Still talking about being a weirdo is a very straitlaced world. Here is the post from yesterday. Sometimes, I get jaded when I hear other people talk about things they consider ‘weird’ because it often falls into what I consider to be mildly diffreent. Or even if it’s more out there, it’s not super out there.
It’s hard to explain, really, but as someone who is on the fringe of everything, I don’t assume that anything about my life is normal. Not my hobbies; not my beliefs; not my traits/identities. One fairly tame example is when I worked at the county as an administrative assistant. I was on the floor with all the executives of the different departments. That meant that there were people from very disparate departments on one floor. There was a researcher who was roughly my age and also a woman (as I identified as at the time). We would casually chat about this and that, and it was fine. I only saw her once a week or so, so it was certainly not a steady thing.

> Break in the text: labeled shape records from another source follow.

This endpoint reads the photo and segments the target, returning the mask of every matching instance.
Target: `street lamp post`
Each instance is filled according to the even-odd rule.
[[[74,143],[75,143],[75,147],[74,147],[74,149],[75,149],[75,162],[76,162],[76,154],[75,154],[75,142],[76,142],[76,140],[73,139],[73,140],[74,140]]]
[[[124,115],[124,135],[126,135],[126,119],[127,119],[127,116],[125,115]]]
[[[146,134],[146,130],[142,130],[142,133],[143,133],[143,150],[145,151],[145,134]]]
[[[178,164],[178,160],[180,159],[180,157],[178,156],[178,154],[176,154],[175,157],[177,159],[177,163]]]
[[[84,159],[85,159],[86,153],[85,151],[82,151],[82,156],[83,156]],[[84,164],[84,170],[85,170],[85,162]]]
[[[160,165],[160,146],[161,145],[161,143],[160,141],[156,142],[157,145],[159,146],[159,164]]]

Somehow, we found out that we were both bisexual. She was with a male partner in what she thought might be an abusive relationship. That was an interesting discussion to have, but it’s not the reason I brought her up. Once, we were talking about sex. Yes, wildly inappropriate for the workplace, but not surprising with that particular workplace. Somehow, the question of attraction came up. I said that I would walk down the street, see someone hot, and think about how they would be in bed.

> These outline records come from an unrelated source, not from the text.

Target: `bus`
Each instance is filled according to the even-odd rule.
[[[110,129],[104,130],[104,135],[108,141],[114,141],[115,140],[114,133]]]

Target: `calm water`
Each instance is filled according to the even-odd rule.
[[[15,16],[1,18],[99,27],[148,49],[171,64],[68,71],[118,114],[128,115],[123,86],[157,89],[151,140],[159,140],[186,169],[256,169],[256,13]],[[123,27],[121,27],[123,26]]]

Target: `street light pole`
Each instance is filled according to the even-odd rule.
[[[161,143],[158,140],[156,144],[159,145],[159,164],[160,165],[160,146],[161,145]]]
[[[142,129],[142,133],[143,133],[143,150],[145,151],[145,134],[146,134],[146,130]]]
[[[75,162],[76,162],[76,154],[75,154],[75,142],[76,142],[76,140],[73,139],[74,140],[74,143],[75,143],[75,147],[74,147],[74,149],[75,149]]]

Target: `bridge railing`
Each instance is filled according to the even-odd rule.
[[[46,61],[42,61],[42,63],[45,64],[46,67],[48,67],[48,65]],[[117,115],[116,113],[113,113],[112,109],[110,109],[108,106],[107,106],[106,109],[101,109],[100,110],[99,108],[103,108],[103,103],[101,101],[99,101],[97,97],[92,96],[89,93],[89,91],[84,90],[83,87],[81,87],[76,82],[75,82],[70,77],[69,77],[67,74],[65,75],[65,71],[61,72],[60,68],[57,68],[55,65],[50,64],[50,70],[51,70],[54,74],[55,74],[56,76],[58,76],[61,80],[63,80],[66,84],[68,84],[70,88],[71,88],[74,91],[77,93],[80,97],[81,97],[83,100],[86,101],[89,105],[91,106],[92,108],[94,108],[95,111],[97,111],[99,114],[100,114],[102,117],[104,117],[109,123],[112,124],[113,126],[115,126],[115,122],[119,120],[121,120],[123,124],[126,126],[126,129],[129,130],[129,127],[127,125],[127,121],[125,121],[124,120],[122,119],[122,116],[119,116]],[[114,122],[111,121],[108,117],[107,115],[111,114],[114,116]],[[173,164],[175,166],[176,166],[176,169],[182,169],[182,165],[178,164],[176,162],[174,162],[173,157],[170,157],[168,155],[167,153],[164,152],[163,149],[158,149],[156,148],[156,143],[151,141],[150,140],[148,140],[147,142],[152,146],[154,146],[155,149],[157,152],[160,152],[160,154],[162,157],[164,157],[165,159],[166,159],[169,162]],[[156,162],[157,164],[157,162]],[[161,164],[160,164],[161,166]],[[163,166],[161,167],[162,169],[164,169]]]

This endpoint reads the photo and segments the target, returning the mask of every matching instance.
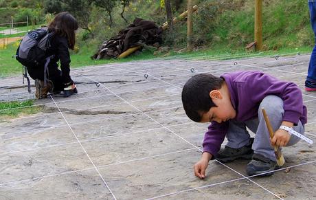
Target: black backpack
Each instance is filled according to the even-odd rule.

My colleague looked at me as if Itold her I was streaking on the streets on the regular. Or as if I had said that I was punching people in the face randomly and for no good reason. I asked her what was wrong and she said that women don’t think like that. My brain screeched to a halt because she was telling me, self-identified as a woman at the time, that something I had just said was something that ‘women’ didn’t do/think. She was completely serious and did not see how fucked up what she was saying was.
Side note: This is human nature, by the way. We think/believe things beyond all ratinal belief. If something threatens our sense of self and what we believe, we will go to ridiculous lengths to explain it away. That’s why it’s so hard to get someone out of acult, for example. Or why conspiracy theorists are impossible to reason with. They will simply dismiss anything that doesn’t fit into their preconceived notions/ideas/beliefs. Again, we all do this–it’s just to what extent any given person will do it.
I looked at her and told her I, a woman, was telling her to her face that this was something I did. She said that she had talked about this with all her female friends (ten! Ten women! All the women!) about this very thing, and all of them said they could not imagine doing that. Therefore! No! Women! Would! Ever! Do! That!